Guna Memenuhi Kebutuhan Daging Jelang Lebaran, Pemkot Makassar Akan Terbitkan Surat Kesehatan Ternak

19 May 2022 - 18:03 Wita | Editor: AS

Share

Rapat kordinasi PMK jelang lebaran idul adha. foto : Humas Pemkot Makassar

Ikonkata.com,Makassar- Pemerintah Kota Makassar menggelar rapat kordinasi guna mengantisipasi masuknya Penyakit Mulut dan Kuku (PMK) pasa saat menjelang hari raya Idul Adha  1443 H. Rapat Koordinasi Kewaspadaan Mengantisipasi Masuknya Penyakit Mulut dan Kuku (PMK) di Kota Makassar, berlangsung di Balaikota Makassar, Kamis (19/5/2022) dihadiri  pihak  Polrestabes Makassar,  Kodim 1408 Makassar,  termasuk Polair. Mereka ini  aktif menyampaikan pendapat terkait kerjasama dalam kewaspadaan terhadap PMK. 

Dokter hewan Agung PJ Wahyuda  selaku pembicara menegaskan PMK tidak menular atau mempengaruhi kesehatan  manusia. Walau demikian PMK sangat  berpotensi menimbulkan kerugian  ekonomi kepada manusia, sebab jika terjadi penularan maka tentunya akan mempengaruhi produktivitas peternak dan pedagang hewan termasuk hewan qurban. 

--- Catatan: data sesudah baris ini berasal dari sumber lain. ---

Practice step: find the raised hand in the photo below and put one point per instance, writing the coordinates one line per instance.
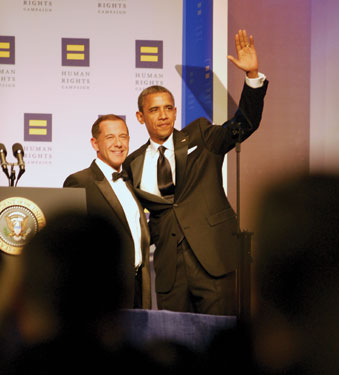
(246, 54)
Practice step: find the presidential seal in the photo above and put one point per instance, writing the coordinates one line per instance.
(20, 220)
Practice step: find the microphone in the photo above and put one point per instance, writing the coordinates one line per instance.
(18, 152)
(3, 154)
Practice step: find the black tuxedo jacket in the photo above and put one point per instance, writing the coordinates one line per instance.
(200, 210)
(102, 200)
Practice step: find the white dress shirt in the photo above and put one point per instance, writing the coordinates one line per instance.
(149, 180)
(129, 206)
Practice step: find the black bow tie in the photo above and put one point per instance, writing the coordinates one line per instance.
(117, 175)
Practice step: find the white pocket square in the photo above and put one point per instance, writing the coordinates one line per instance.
(191, 149)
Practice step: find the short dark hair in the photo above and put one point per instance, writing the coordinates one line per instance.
(96, 125)
(151, 90)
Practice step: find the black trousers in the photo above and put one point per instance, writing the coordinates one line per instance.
(138, 289)
(194, 290)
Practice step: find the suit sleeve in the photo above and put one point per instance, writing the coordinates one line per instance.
(221, 139)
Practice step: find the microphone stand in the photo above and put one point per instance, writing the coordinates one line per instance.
(243, 274)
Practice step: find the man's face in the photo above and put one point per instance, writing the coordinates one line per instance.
(112, 143)
(159, 114)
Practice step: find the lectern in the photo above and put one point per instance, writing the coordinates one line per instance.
(25, 210)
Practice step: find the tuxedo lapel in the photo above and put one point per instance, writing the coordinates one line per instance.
(145, 236)
(108, 193)
(180, 149)
(137, 166)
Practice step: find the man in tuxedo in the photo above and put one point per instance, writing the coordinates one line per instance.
(192, 223)
(109, 194)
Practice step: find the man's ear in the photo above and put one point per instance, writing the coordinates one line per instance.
(94, 144)
(140, 117)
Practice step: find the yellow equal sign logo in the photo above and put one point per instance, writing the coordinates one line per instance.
(5, 49)
(37, 127)
(75, 52)
(149, 54)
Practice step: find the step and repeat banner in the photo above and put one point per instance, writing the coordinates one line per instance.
(65, 62)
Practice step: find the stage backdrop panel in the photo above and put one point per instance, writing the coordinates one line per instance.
(63, 63)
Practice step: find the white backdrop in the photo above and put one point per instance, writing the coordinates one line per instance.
(35, 83)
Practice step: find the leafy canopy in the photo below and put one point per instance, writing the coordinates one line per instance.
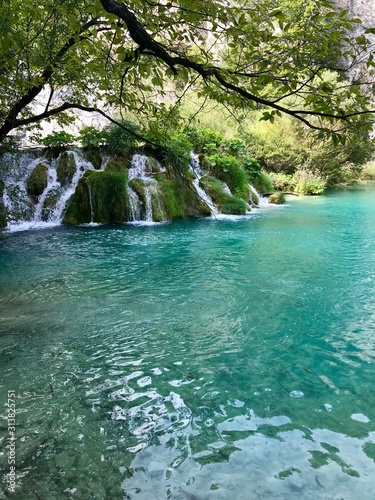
(138, 55)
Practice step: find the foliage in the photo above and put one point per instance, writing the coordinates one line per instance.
(283, 182)
(301, 182)
(37, 181)
(90, 137)
(134, 57)
(99, 197)
(3, 215)
(277, 198)
(203, 140)
(58, 140)
(228, 169)
(263, 183)
(121, 141)
(117, 165)
(368, 172)
(308, 184)
(227, 203)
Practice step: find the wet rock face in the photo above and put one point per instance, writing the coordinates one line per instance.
(364, 9)
(66, 168)
(37, 181)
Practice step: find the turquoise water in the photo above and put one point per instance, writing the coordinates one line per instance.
(201, 359)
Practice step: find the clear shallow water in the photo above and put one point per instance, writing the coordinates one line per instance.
(198, 359)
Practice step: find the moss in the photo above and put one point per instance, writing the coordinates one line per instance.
(227, 169)
(78, 210)
(66, 168)
(117, 165)
(227, 203)
(263, 183)
(37, 181)
(3, 215)
(138, 186)
(277, 198)
(253, 198)
(100, 197)
(94, 156)
(171, 200)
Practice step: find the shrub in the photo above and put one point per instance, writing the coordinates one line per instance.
(368, 172)
(90, 137)
(264, 183)
(58, 140)
(277, 198)
(227, 203)
(308, 184)
(203, 140)
(227, 169)
(283, 182)
(121, 141)
(252, 168)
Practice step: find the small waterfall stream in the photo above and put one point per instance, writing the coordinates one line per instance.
(145, 195)
(198, 174)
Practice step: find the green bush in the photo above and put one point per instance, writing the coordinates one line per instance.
(121, 141)
(58, 140)
(368, 172)
(228, 169)
(277, 198)
(203, 140)
(252, 168)
(227, 204)
(263, 183)
(90, 137)
(283, 182)
(308, 184)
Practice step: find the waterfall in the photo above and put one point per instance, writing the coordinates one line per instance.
(134, 205)
(148, 203)
(142, 168)
(52, 184)
(81, 166)
(48, 209)
(198, 174)
(90, 201)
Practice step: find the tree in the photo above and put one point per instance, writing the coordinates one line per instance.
(266, 54)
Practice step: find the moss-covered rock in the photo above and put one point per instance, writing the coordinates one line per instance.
(117, 165)
(277, 198)
(66, 168)
(3, 215)
(94, 156)
(37, 181)
(99, 197)
(227, 203)
(180, 197)
(138, 185)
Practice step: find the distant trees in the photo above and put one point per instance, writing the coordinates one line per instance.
(259, 54)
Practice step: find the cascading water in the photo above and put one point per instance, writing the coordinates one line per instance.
(141, 168)
(149, 196)
(198, 174)
(22, 213)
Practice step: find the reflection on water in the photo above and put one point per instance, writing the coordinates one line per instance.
(200, 359)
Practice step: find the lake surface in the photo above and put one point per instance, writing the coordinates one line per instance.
(201, 359)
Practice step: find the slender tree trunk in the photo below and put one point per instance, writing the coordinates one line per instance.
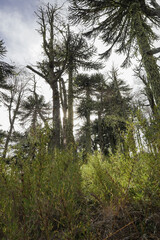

Untuk mengantisipasi penyebaran PMK tersebut  Pemkot  Makassar menerbitkan SE yang isinya menghimbau  agar dilakukan peningkatan kewaspadaan terhadap PMK. Melalui SE tersebut tercantum tujuh poin  diantaranya menghimbau agar dilakukan pengetatan dalam pengawasan lalu lintas ternak (sapi , kerbau dan kambing) dan produknya (daging, susu,  serta semen beku dan cair) yang masuk ke kota Makassar dengan memeriksa Surat Keterangan Kesehatan Hewan (SKKH)  dari daerah asal.  Selain itu perlu pula dilakukan peningkatan Komunikasi, Informasi dan  Edukasi (KIE) kepada masyarakat dan peternak untuk mengandangkan ternak yang dipelihara, meningkatkan sanitasi kandang, dan melaporkan kejadian yang dicurigai PKM. 

Sementara itu untuk memudahkan pengawasan pemotongan atau penyembelihan hewan, maka tidak dibenarkan melakukan penyembelihan hewan ternak di luar Rumah Potong Hewan (RPH) Manggala milik pemerintah kota Makassar.